ICC Cuts Ties With Radio Station
By Justin Brown, Harbinger
Friday, Sept. 11, 2015
Illinois Central College cut ties with 90.7 FM WAZU radio effective at end of September due to lack of state funds and decreased student enrollment.
According to interim president William Tammone, ICC was impacted by a decrease of $900,000 in state funding, as well as a loss in generated revenue, which is mainly due to a 4 percent drop in enrollment. This has forced the college to find solutions to the budgetary shortcomings.
“Whenever we make cuts we try to minimize any negative impact on student learning and so actually this cut, although quite big (over $120-130,000), had minimal impact on student learning and that was one of the reasons that we decided to go ahead and make this change,” Tammone said. “So we’re always trying to streamline operations and operate as effectively as possible, we want to minimize any negative impact on student learning and opportunities for our programs.”
ICC was projected to spend $122,926 for the radio station in fiscal year 2015. These funds were used to cover salaries, leasing and part-time staff, including student workers. The student workers will be placed elsewhere within ICC, and the lone internship will be conducted elsewhere within the Peoria area.
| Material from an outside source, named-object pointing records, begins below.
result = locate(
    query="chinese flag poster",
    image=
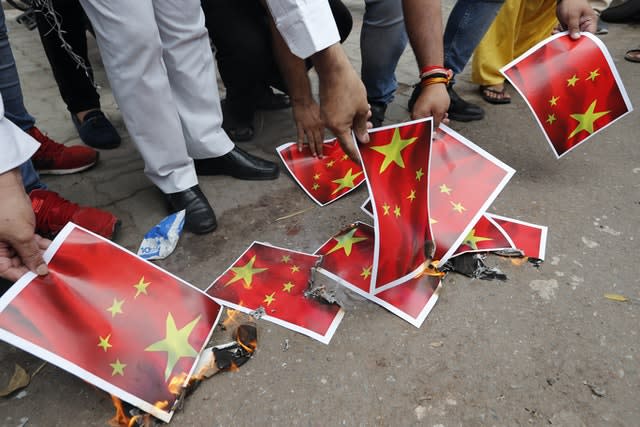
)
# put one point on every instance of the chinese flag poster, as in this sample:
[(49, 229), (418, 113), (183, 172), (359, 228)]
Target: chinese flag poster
[(111, 318), (572, 88)]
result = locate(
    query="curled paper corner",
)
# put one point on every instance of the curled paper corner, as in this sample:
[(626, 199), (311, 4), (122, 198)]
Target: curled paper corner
[(162, 239)]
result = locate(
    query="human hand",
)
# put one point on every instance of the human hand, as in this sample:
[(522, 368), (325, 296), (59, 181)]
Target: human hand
[(433, 101), (343, 99), (576, 16), (21, 250), (309, 124)]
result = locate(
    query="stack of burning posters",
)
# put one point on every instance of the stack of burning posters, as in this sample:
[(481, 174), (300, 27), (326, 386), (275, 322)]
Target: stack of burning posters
[(111, 318), (274, 279), (572, 88)]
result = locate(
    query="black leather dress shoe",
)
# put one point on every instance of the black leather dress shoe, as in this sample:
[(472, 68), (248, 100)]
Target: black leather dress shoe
[(238, 164), (199, 217), (459, 109)]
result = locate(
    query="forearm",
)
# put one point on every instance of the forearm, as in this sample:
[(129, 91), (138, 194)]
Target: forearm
[(423, 21)]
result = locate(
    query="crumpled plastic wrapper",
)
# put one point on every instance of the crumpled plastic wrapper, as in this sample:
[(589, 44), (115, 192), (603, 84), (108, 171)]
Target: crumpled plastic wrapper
[(162, 239)]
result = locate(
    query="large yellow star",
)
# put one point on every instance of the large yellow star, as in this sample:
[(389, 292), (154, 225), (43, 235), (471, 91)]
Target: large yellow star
[(175, 343), (118, 368), (141, 287), (346, 242), (287, 287), (268, 299), (586, 120), (472, 240), (245, 273), (393, 150), (593, 74), (104, 342), (458, 207), (346, 181), (445, 189), (116, 307)]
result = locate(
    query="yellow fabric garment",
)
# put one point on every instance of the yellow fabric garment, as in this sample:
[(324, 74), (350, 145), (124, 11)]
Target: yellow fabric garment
[(520, 24)]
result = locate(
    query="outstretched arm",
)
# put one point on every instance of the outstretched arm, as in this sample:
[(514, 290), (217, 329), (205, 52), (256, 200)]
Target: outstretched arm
[(423, 20)]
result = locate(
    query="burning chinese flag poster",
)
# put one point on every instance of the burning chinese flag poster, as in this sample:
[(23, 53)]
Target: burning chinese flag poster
[(275, 279), (396, 164), (485, 236), (324, 179), (347, 258), (529, 238), (572, 88), (111, 318), (464, 181)]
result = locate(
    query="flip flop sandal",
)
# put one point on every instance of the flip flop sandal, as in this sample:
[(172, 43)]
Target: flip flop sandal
[(499, 99), (632, 55)]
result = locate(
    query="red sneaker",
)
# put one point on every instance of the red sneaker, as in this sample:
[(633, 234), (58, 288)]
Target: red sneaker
[(58, 159), (53, 212)]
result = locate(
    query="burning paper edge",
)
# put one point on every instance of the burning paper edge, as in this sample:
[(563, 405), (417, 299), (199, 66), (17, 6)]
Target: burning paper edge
[(415, 321), (373, 288), (323, 338), (611, 64), (283, 147), (509, 172), (63, 363), (500, 230), (543, 232)]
Beyond the student workers and internship, ICC students and faculty had little involvement with the station itself, Tammone said. In fact the station consisted of no student programming and only two professors: Jim Sullivan and Larry Harms hosted shows. Sullivan hosted a poetry related show and Harms hosted a show relating to Jazz music.
WAZU operated with two sites; one on the North Campus in Peoria, and the other on the East Peoria campus, but ICC did not own the license for the station.
“We had multiple challenges with this relationship, which started in late 2009,” Tammone said. “They stemmed from the fact that we did not own the license for the radio station. We were just partnering with somebody that owned the license, and because we did not own the license, we did not have control over the programming and we were not able to really utilize the station for advertising and promotion purposes.”
“I think we would want to have greater control over the programming and be able to utilize the station for our own promotional purposes,” Tammone said. “It’s not a commercial station [so] we couldn’t sell commercial time, we couldn’t even broadcast ICC commercials, we could only share public announcements or events.”
“The value of it would be in proportion to our level of control over it and our level of having opportunities to promote the Illinois Central College and its programs.”
Since October of 2010, English Professor Jim Sullivan has hosted a show titled, Poets’ Voices. “I would have conversations with writers in, near, and passing through Peoria and Central Illinois. I talked with poets, fiction writers, essayists, children’s-book writers, editors, teachers, scholars, librarians and one bookseller—anybody with an involvement in literature or a take on a literary topic,” said Sullivan.
Sullivan said some friends had encouraged him to continue the project as a podcast. ”But I’m not sure I will,” the radio show host said. “Having the institutional prestige (such as it is) of doing the show for a radio station, I think made it easy for me to introduce myself to people and explain why I was doing this. I think I’ll just say the show has run its course, lived a good healthy life that is now coming to an end.”